THE Tetrarch Stakes is the feature race at the Curragh on Monday and this year the race has been named in honour of my father, Dick McCormick. From Summerhill in Co Meath, he was The Tetrarch’s work rider in 1913 before going on to become a classic-winning trainer in his own right.

Trained in Stockbridge, Hampshire, by Galway man Atty Persse, The Tetrarch only raced at two years and won all seven of his races, with Steve Donoghue on board. According to Donoghue, in his autobiography Donoghue Up, Dick McCormick was “the only other man ever to sit on The Tetrarch’s back long enough to stay there”.

My father honed his riding skills as a 10-year-old in the hunting fields of Co Meath with the Meath and Ward Union Hunts. Having received his early education in Mountbellew Agriculture College, Co Galway from the age of 10 to 14, he found the lure of the horse was more powerful than farming and he signed a five-year apprenticeship with the legendary H.S. ‘Atty’ Persse in Chattis Hill, Stockbridge, Hampshire. Dick would later be promoted to be the trainer’s right-hand man, a position he held for 20 years.

Known as ‘The Spotted Wonder’, The Tetrarch had his most celebrated win in the 1913 Coventry Stakes at Royal Ascot, then run over five furlongs, where he won by an ever-widening 10 lengths. But how good was he really? In Dick’s words “good enough to win the Stewards Cup (at Goodwood) with 9st-7lbs (133 lbs) as a two-year-old.”

Bred by Edward Kennedy at Straffan Stud near Baronrath in Co Kildare, The Tetrarch was owned during his racing career by Major Dermot McCalmont of Ballylinch Stud, a cousin of Persse. The horse only had a short stud career – mostly at Ballylinch – and sired just 130 foals.

Huge influence

However, these foals proved to be hugely influential on the stud book, both in Europe and America. His daughter Mumtaz Mahal became one of the most important broodmares of the 20th century, as ancestress of Nasrullah, Royal Charger and Tudor Minstrel.

This is also the family of 1936 Derby winner Mahmoud (ancestor of leading US sire Tapit), Northern Dancer and Secretariat.

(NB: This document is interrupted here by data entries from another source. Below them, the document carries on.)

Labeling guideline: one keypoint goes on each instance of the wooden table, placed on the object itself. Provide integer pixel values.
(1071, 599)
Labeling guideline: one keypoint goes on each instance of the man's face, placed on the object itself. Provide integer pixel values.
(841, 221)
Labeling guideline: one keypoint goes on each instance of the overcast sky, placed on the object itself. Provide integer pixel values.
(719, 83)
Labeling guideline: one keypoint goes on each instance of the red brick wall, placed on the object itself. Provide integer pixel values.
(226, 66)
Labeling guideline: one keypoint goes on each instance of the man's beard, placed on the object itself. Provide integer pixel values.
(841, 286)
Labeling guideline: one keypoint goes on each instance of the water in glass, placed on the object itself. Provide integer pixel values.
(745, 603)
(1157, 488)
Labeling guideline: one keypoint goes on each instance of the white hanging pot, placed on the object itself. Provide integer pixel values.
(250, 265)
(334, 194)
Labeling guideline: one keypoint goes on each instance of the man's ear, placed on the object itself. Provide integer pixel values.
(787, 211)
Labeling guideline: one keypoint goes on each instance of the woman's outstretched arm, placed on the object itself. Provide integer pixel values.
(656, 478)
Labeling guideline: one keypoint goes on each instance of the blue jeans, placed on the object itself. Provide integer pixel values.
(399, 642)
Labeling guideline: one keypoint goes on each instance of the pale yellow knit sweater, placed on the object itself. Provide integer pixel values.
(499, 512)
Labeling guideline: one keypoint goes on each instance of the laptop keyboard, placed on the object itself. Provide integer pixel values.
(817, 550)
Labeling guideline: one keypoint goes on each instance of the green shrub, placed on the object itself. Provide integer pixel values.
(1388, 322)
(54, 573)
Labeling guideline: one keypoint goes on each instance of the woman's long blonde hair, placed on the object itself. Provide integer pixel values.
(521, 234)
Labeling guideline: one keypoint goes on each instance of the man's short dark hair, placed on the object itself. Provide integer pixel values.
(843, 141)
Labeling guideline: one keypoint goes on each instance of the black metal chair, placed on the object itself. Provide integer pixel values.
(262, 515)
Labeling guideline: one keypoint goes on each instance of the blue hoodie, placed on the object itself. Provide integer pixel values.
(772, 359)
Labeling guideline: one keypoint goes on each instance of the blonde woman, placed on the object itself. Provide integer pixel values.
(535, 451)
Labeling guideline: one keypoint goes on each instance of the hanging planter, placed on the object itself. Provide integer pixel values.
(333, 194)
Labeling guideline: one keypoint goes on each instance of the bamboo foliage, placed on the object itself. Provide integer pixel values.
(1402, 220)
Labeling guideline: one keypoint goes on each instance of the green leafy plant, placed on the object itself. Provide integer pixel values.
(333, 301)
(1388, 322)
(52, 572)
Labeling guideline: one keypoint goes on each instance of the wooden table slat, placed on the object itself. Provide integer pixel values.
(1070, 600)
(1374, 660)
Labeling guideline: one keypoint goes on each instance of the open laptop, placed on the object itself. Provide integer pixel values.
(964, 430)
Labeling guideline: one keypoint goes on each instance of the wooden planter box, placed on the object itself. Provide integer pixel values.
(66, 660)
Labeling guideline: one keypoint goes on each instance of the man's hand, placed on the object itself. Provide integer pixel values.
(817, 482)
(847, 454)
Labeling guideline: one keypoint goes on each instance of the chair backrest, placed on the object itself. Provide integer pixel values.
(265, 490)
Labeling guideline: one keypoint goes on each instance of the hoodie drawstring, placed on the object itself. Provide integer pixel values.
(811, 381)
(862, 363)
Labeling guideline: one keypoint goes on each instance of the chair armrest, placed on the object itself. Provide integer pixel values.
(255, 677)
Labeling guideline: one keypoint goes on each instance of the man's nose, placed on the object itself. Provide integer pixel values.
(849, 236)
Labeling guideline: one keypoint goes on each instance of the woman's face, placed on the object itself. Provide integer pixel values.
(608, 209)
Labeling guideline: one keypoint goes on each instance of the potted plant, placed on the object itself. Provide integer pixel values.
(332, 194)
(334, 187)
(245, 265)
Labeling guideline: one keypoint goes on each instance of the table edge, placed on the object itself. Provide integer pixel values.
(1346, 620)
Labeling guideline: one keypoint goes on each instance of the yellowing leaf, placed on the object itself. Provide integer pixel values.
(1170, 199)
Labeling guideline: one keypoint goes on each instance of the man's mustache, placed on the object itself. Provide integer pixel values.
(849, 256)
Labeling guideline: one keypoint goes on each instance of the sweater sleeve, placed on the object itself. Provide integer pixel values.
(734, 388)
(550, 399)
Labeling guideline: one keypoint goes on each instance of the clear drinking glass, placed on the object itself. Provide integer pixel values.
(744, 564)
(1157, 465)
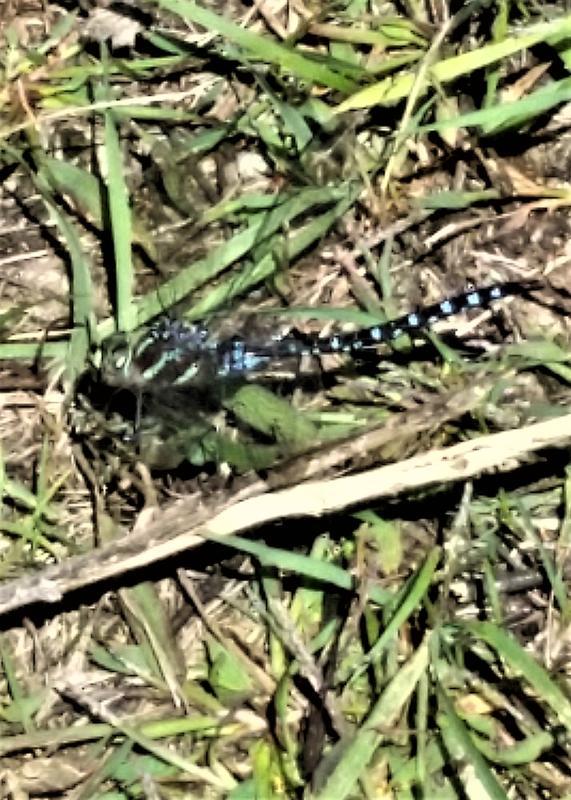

Another daughter, Herodias, imported into the US, became ancestress of Cosmic Bomb, Prince John and Lamb Chop.

When Steve Donoghue started training in 1937, my father fulfilled a long-held promise and became Donoghue’s assistant trainer. It was generally recognised that, while Donoghue was the public face, in reality Dick trained the horses.

With the advent of World War II, the stable was dissolved and Dick returned to Ireland where he began to train in his own right for the first time.

In 1944, Dick McCormick trained initially as private trainer to A.P Reynolds in Kildalkey, Co Meath. The partnership won 40 races in three years including the Phoenix Stakes, Beresford Stakes and the Irish Oaks.

On dissolution of this arrangement, Dick moved to the Curragh where he became a public trainer at the famous Co Kildare training facility. During his Irish based training years, 1944 until his death in 1963, Dick McCormick was iconic for training fillies, particularly two-year-olds.

After all, he did win two Phoenix Stakes (otherwise known as the‘1500’), Leopardstown Produce Stakes, Beresford Stakes, three Maher nurseries, Patriotic, Irish Oaks, and Madrid Free Handicap, all with fillies.

Dick also produced a number of high-class apprentices including P.J. Corrigan, P.J. Crosby, J.T. Farrelly and the doyen of them all, P.F. Conlon, who, according to Irish Horse Annual statistics of 1949 (at which time he in the middle of his five year apprenticeship: 1946-1951 to Dick), rode 35 winners (including seven doubles) of such races as the Royal Whip, Maher Nursery, Anglesey Stakes, National Produce Stakes and the Ulster Cambridgeshire.

Notable indeed as ,with 374 flat races open to him, this stood as a post-war record for 27 years and was achieved in the era of Michael Beary, Aubrey Brabazon, Tommy and T.P .Burns, Martin Molony, Liam Ward, Georgie Wells and Morny Wing.